Deportación masiva de venezolanos en Colombia: ¿Pase de factura o defensa de la soberanía?

Con suma contundencia actuó el gobierno de Iván Duque en contra de un grupo de 59 venezolanos que habrían enarbolado la bandera de la destrucción y el vandalismo durante las recientes manifestaciones populares en algunas ciudades neogranadinas.

El reporte del diario El Tiempo detalla que los venezolanos fueron trasladados hacia Catam y luego expulsados del país por la zona del Arauca.

Sobre las 7:00 am de este lunes llegaron al aeropuerto militar de Catam para ser expulsados del país por «afectar las manifestaciones en el marco del paro nacional».

Con apoyo de la Fuerza Aérea Colombiana, según El Tiempo, y en coordinación con Migración Colombia, uniformados de la Policía de Bogotá trasladaron a los ciudadanos venezolanos, que fueron deportados «por generar vandalismo y violencia en la capital colombiana», hasta su país de origen.

En cinco buses custodiados con varias patrullas de la Policía y de Migración Colombia fueron trasladados desde un centro de reclusión y protección hasta el occidente de Bogotá.

La medida, según Migración Colombia, se toma de manera “discrecional y soberana, todo vez que según los reportes entregados por las demás autoridades, venezolanos estarían realizando en Colombia una serie actividades que podrían en riesgo el orden público y la seguridad nacional”.

Según el director General de Migración Colombia, Christian Krüger Sarmiento, la expulsión se hace con el propósito de mantener el orden y la seguridad en todo el territorio nacional, así como preservar la imagen de aquellos venezolanos de bien, que se encuentran trabajando en nuestro país.

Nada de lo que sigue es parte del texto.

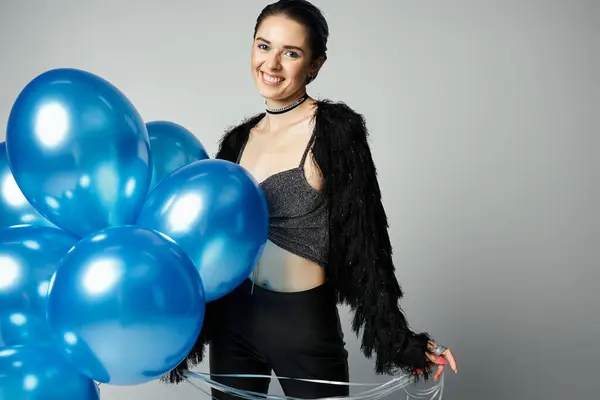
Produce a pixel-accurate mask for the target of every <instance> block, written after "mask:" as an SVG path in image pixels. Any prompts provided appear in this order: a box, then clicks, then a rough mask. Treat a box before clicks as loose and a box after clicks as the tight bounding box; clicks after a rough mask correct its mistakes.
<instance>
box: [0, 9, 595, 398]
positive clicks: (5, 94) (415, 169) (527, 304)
mask: <svg viewBox="0 0 600 400" xmlns="http://www.w3.org/2000/svg"><path fill="white" fill-rule="evenodd" d="M315 3H316V4H317V5H318V6H320V7H321V8H322V10H323V11H324V12H325V14H326V16H327V18H328V20H329V22H330V27H331V39H330V44H329V49H330V50H329V60H328V61H327V63H326V65H325V66H324V68H323V70H322V72H321V74H320V75H319V78H318V79H317V80H316V82H315V83H314V84H312V85H311V86H310V93H311V94H312V95H314V96H317V97H327V98H332V99H335V100H343V101H345V102H347V103H348V104H349V105H350V106H351V107H353V108H355V109H356V110H358V111H360V112H362V113H363V114H364V115H365V117H366V119H367V122H368V125H369V128H370V131H371V134H372V138H371V144H372V150H373V153H374V157H375V160H376V163H377V165H378V168H379V177H380V181H381V185H382V190H383V194H384V202H385V206H386V208H387V211H388V213H389V218H390V224H391V228H390V230H391V236H392V241H393V245H394V248H395V262H396V265H397V268H398V271H397V275H398V277H399V279H400V281H401V283H402V285H403V287H404V289H405V291H406V298H405V300H404V301H403V303H402V305H403V307H404V309H405V310H406V313H407V314H408V317H409V320H410V322H411V324H412V326H413V328H415V329H416V330H421V329H424V330H428V331H429V332H431V333H432V334H433V335H434V336H435V337H436V338H437V339H438V340H439V341H440V342H442V343H444V344H446V345H448V346H451V347H452V348H453V350H454V352H455V354H456V357H457V360H458V362H459V372H458V374H456V375H455V374H453V373H447V374H446V379H445V382H444V383H445V387H444V393H443V398H444V399H448V400H457V399H486V400H500V399H592V398H597V397H595V396H594V395H593V393H594V390H593V388H594V387H595V384H596V383H597V382H596V381H597V378H596V381H595V380H594V378H595V376H594V375H597V364H598V357H600V347H599V346H598V340H600V301H599V300H597V299H595V297H596V296H595V289H596V286H597V284H598V283H599V281H600V280H599V278H600V274H599V272H598V261H599V258H600V257H599V255H600V251H599V248H600V240H599V239H600V235H599V234H598V233H599V229H598V222H599V221H598V220H599V214H600V213H599V211H598V209H599V207H600V196H599V188H598V183H599V180H598V174H599V172H598V171H600V162H599V161H598V156H597V153H598V151H599V149H600V146H599V145H600V140H599V137H598V135H600V131H599V130H600V120H599V118H600V117H599V116H600V90H599V80H598V73H599V72H600V59H599V44H598V43H599V38H600V25H599V24H598V21H599V20H600V12H599V11H600V5H599V2H598V1H593V0H589V1H584V0H563V1H554V0H547V1H543V0H538V1H534V0H529V1H527V0H503V1H500V0H498V1H496V2H493V1H476V0H471V1H469V0H456V1H416V0H415V1H399V0H388V1H384V0H371V1H355V0H351V1H349V0H315ZM266 4H267V3H266V2H264V1H257V0H252V1H250V0H230V1H210V2H209V1H197V0H188V1H186V0H169V1H166V0H163V1H158V0H156V1H151V2H149V1H132V0H119V1H117V0H113V1H102V2H100V1H96V2H92V1H75V0H73V1H67V0H54V1H41V0H40V1H18V0H3V1H2V2H1V3H0V57H1V62H0V123H2V126H3V127H4V126H5V124H6V120H7V118H8V114H9V112H10V109H11V106H12V103H13V101H14V99H15V98H16V96H17V94H18V92H19V91H20V90H21V89H22V88H23V86H24V85H25V84H26V83H27V82H28V81H29V80H30V79H32V78H33V77H34V76H35V75H37V74H39V73H41V72H43V71H45V70H47V69H51V68H55V67H76V68H82V69H86V70H88V71H91V72H94V73H97V74H99V75H101V76H103V77H105V78H106V79H108V80H110V81H111V82H113V83H114V84H115V85H116V86H117V87H119V88H120V89H121V90H122V91H123V92H125V94H126V95H128V96H129V98H130V99H131V100H132V101H133V102H134V104H135V105H136V106H137V107H138V109H139V111H140V113H141V114H142V115H143V117H144V118H145V119H146V120H155V119H167V120H172V121H176V122H178V123H180V124H182V125H184V126H186V127H187V128H189V129H190V130H192V131H193V132H194V133H195V134H197V135H198V137H199V138H200V139H201V141H202V142H203V143H204V145H205V146H206V147H207V149H208V150H209V151H210V153H211V154H214V152H215V150H216V146H217V141H218V139H219V138H220V136H221V134H222V132H223V131H224V129H225V128H226V127H227V126H229V125H231V124H234V123H236V122H239V121H240V120H241V119H242V118H243V117H244V116H247V115H250V114H252V113H254V112H256V111H260V110H261V107H262V106H263V103H262V101H261V98H259V97H258V96H257V94H256V92H255V91H254V84H253V82H252V79H251V76H250V69H249V56H250V45H251V35H252V28H253V25H254V21H255V18H256V16H257V14H258V12H259V11H260V9H261V8H262V7H263V6H264V5H266ZM0 135H1V136H0V139H2V140H4V138H5V134H4V132H3V131H0ZM347 311H348V310H347V309H344V308H343V309H341V313H342V317H343V321H344V328H345V332H346V339H347V342H348V348H349V351H350V363H351V378H352V380H353V381H358V382H383V381H385V380H387V379H389V377H381V376H375V375H374V374H373V372H372V371H373V361H372V360H368V359H365V358H364V357H363V356H362V355H361V353H360V351H359V342H358V340H357V339H356V337H355V336H354V335H353V334H352V333H351V331H350V327H349V317H348V316H347V315H348V314H347ZM198 371H201V372H208V365H207V364H206V363H205V364H203V365H201V366H200V367H199V368H198ZM201 387H205V386H203V385H202V386H201ZM271 391H272V392H273V393H277V394H280V393H282V392H281V389H280V386H279V384H278V383H277V382H276V381H275V382H274V383H273V384H272V387H271ZM404 396H405V395H404V394H403V393H402V392H396V393H394V394H393V395H391V396H390V398H395V399H400V398H403V397H404ZM102 398H103V399H106V400H117V399H121V400H125V399H147V400H159V399H175V398H177V399H190V400H191V399H207V398H208V396H206V395H205V394H203V393H201V392H200V391H198V390H197V389H195V388H193V387H192V386H190V385H188V384H183V385H180V386H171V387H169V386H165V385H162V384H159V383H156V382H152V383H149V384H146V385H141V386H136V387H114V386H108V385H102Z"/></svg>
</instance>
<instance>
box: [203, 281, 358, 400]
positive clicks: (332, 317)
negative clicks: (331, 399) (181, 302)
mask: <svg viewBox="0 0 600 400" xmlns="http://www.w3.org/2000/svg"><path fill="white" fill-rule="evenodd" d="M214 303H215V304H213V305H212V306H213V307H212V308H213V312H214V314H213V315H214V317H213V318H212V321H211V324H212V327H211V332H212V334H211V336H212V337H211V340H210V352H209V353H210V372H211V374H260V375H268V376H270V375H271V373H272V371H274V372H275V374H276V375H278V376H282V377H291V378H304V379H321V380H331V381H341V382H348V379H349V376H348V352H347V351H346V349H345V342H344V338H343V333H342V329H341V325H340V318H339V314H338V309H337V306H336V302H335V295H334V292H333V290H332V288H331V287H330V286H329V284H327V283H325V284H323V285H321V286H318V287H316V288H314V289H310V290H306V291H301V292H293V293H281V292H274V291H270V290H266V289H263V288H261V287H259V286H254V292H253V293H252V282H251V281H250V280H246V281H244V283H242V285H240V286H239V287H238V288H237V289H236V290H235V291H233V292H232V293H230V294H228V295H227V296H225V297H223V298H221V299H219V300H216V301H214ZM211 379H213V380H215V381H217V382H220V383H223V384H225V385H228V386H230V387H233V388H237V389H244V390H250V391H254V392H259V393H268V390H269V384H270V382H271V379H270V378H230V377H218V376H214V375H213V376H212V377H211ZM279 382H280V384H281V387H282V388H283V391H284V393H285V395H286V396H291V397H298V398H303V399H314V398H319V397H333V396H347V395H348V394H349V388H348V386H347V385H333V384H325V383H312V382H304V381H297V380H291V379H280V380H279ZM212 395H213V396H214V398H216V399H219V400H231V399H239V397H238V396H235V395H231V394H226V393H223V392H221V391H219V390H216V389H212Z"/></svg>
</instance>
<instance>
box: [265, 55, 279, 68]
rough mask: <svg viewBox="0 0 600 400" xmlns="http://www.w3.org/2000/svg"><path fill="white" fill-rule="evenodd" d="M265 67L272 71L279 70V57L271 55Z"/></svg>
mask: <svg viewBox="0 0 600 400" xmlns="http://www.w3.org/2000/svg"><path fill="white" fill-rule="evenodd" d="M267 66H268V67H269V68H270V69H272V70H277V69H279V68H281V60H280V59H279V55H278V54H277V53H273V54H272V55H270V56H269V59H268V60H267Z"/></svg>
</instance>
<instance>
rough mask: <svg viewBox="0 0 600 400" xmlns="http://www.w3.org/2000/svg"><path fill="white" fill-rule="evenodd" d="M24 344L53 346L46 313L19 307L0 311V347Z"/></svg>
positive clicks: (21, 344)
mask: <svg viewBox="0 0 600 400" xmlns="http://www.w3.org/2000/svg"><path fill="white" fill-rule="evenodd" d="M24 344H34V345H37V346H50V347H52V346H53V343H52V333H51V332H50V327H49V326H48V323H47V321H46V314H45V313H41V312H39V311H36V310H34V311H32V310H19V309H13V310H7V311H2V312H0V348H2V347H4V346H16V345H24Z"/></svg>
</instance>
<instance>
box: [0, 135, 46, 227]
mask: <svg viewBox="0 0 600 400" xmlns="http://www.w3.org/2000/svg"><path fill="white" fill-rule="evenodd" d="M16 225H42V226H52V227H55V228H56V226H55V225H54V224H53V223H52V222H50V221H48V220H47V219H46V218H45V217H44V216H42V215H41V214H40V213H39V212H38V211H37V210H36V209H35V208H34V207H33V206H32V205H31V204H30V203H29V201H27V199H26V198H25V196H24V195H23V192H21V189H20V188H19V185H17V182H16V181H15V177H14V176H13V174H12V172H11V170H10V166H9V165H8V156H7V154H6V142H0V228H8V227H11V226H16Z"/></svg>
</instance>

“No vamos a permitir que ningún ciudadano extranjero afecte nuestra tranquilidad. Hemos respetado su participación dentro de las marchas. Les hemos tendido la mano a aquellos, que como el pueblo venezolano, lo han necesitado. Pero lo que no vamos a tolerar, es que un grupo de desadaptados venga a afectar la seguridad de nuestras ciudades, generando, de paso, brotes de xenofobia, con estas acciones, ya que dañan el nombre de aquellos venezolanos vienen trabajando por un mejor país».

Los 59 venezolanos fueron trasladados abordo de un avión de la Fuerza Aérea de Colombia hasta la población de Puerto Inírida, en el Guainía, en donde abordaron un buque de Armada Nacional que los transportó hasta San Fernando de Atabapo, lugar en donde se entregaron a las autoridades venezolanas.